Eaglets, Rivalry, 6×8″ pastel on gatorboard by Marie Marfia, $65 unframed. Email me to purchase.

The larger of the two eaglets wakes from a nap and pecks at the smaller one. The smaller eaglet turns away and makes itself still. I worry if it will survive. It’s already learning to keep its head down. I close the browser window. If it’s about to be killed by its older sibling, I don’t want to see it. I don’t want to know.

Funny, I spend all this time drawing symbols of death (the skellies), but I can’t face it when it’s right in front of me. When the nature programs on pbs show the cheetah chasing down a deer, I automatically reach for the clicker. It doesn’t bother me to see it being eaten because then it’s just meat. It’s the struggle that I can’t bear to watch. The triumph of one over the other.

Maybe it’s because I empathize so much with the helpless. One of my earliest memories is  seeing snarling faces in a piece of furniture just visible in the light beyond my bedroom door and being frozen by fear. If the bed had been on fire, I couldn’t have escaped then, couldn’t have gotten past the wolves in the hallway.

I can’t watch an eaglet being pecked to death or pushed out of the nest because it feels so personal to me. I’ve been scared to death.
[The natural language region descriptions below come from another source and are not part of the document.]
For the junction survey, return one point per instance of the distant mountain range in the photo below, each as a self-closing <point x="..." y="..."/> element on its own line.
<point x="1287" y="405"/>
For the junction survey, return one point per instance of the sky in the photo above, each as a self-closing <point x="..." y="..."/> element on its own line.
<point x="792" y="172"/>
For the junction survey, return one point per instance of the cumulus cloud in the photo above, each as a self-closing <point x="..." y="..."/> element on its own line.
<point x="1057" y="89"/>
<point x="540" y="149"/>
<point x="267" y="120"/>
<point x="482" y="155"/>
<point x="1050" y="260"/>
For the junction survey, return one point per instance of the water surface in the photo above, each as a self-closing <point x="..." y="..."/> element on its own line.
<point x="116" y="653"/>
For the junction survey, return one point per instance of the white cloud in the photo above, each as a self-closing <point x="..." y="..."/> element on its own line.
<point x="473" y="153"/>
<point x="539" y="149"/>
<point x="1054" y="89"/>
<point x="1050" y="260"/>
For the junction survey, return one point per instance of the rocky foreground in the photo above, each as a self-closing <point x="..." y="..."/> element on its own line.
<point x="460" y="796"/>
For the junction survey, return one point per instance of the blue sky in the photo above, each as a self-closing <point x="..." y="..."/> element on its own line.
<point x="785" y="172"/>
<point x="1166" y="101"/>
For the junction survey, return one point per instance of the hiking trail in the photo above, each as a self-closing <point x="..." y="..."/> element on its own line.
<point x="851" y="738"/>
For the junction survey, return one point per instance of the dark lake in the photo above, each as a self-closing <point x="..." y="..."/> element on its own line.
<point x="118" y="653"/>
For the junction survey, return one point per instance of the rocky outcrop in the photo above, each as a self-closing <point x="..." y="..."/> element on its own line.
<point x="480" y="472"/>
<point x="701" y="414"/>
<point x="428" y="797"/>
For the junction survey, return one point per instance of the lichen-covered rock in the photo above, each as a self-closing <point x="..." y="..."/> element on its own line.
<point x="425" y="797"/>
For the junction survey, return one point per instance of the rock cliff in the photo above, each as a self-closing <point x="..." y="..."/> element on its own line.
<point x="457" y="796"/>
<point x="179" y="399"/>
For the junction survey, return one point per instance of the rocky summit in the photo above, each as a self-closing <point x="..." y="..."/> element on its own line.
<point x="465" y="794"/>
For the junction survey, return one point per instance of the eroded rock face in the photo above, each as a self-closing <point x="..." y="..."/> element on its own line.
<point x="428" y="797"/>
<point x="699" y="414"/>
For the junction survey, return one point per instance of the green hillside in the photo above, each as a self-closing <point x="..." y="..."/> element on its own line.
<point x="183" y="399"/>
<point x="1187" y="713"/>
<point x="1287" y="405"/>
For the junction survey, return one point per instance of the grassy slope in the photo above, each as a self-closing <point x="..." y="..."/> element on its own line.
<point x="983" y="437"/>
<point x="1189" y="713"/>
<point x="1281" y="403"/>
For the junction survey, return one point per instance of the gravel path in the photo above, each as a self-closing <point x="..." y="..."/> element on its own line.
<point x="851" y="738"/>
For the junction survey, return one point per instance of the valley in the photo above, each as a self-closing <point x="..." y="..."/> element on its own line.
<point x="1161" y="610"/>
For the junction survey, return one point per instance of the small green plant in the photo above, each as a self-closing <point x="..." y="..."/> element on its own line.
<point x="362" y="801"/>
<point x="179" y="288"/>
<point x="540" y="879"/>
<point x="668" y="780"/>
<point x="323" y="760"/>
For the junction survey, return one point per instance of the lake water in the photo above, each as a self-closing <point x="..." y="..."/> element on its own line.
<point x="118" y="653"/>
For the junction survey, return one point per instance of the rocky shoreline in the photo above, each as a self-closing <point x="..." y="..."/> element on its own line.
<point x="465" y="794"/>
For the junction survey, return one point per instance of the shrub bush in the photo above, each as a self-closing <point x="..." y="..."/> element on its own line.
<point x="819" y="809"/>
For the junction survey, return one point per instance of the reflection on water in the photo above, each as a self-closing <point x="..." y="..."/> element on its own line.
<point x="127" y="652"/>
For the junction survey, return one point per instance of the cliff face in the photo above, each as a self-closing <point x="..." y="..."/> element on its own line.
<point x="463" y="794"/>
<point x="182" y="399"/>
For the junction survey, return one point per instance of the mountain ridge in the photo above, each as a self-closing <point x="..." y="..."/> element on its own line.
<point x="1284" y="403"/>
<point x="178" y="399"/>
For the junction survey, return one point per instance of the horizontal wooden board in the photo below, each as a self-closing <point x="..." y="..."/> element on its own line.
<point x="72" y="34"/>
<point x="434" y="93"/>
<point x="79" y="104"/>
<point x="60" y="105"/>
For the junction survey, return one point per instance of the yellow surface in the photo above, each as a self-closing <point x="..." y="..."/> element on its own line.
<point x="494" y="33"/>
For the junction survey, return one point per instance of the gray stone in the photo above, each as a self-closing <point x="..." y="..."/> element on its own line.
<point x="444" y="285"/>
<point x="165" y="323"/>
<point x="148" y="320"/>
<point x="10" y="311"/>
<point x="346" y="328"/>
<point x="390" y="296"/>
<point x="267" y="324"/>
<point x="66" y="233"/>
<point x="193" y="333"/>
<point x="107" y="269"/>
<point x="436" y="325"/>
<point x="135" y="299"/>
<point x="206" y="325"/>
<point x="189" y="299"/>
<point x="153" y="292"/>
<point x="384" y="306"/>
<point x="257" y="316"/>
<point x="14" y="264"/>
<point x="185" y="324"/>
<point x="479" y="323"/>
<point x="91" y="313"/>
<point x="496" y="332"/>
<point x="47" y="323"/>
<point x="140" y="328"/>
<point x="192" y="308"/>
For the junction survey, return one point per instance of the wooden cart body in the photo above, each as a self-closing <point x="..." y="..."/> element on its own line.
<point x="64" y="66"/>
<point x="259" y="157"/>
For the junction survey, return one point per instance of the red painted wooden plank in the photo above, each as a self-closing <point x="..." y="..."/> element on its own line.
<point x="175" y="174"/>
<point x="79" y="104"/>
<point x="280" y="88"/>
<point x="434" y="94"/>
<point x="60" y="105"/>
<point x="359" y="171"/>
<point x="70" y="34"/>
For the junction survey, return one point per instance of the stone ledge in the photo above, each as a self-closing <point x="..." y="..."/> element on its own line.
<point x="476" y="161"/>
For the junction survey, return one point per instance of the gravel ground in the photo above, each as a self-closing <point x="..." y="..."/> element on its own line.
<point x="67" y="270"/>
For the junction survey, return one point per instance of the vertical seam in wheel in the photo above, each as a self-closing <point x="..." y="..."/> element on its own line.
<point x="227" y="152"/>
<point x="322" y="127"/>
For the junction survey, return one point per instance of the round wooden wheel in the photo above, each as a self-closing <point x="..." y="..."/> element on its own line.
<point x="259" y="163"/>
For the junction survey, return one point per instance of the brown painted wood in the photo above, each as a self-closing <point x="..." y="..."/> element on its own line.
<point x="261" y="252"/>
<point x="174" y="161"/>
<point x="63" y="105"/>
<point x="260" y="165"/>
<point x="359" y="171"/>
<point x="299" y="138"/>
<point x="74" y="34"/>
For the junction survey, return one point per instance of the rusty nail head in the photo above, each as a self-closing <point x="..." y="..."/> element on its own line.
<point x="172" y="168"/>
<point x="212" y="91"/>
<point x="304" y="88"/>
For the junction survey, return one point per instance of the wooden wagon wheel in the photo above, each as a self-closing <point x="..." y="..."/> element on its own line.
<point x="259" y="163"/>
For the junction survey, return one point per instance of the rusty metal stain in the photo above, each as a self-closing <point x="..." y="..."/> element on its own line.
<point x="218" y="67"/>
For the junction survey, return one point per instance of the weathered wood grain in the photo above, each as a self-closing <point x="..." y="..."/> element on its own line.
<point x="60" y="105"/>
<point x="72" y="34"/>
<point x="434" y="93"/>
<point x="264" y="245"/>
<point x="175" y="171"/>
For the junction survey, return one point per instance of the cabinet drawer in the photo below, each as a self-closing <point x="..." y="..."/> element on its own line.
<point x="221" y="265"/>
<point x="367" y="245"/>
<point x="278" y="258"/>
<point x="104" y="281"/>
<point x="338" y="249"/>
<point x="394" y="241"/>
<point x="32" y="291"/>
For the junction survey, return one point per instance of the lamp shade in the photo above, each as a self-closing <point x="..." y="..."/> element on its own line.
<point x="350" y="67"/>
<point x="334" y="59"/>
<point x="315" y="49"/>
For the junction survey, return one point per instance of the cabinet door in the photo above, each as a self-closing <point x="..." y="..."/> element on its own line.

I can’t be an impartial observer.

My sister says it’s because space is an issue. If there’s enough space in the nest, they won’t turn on each other. This makes sense to me. We were raised in a pretty big house, and still there were plenty of times when I wanted to kill someone. All that vanished once I’d left home. I wasn’t competing for resources then.

I hope the smaller eaglet survives, but I know it’s not up to me. I’ll keep watching and drawing because I want to do it, want to have a series of eagle paintings. But this is hard. You always hope for a Disney ending. But life isn’t fair and sometimes the eaglet dies.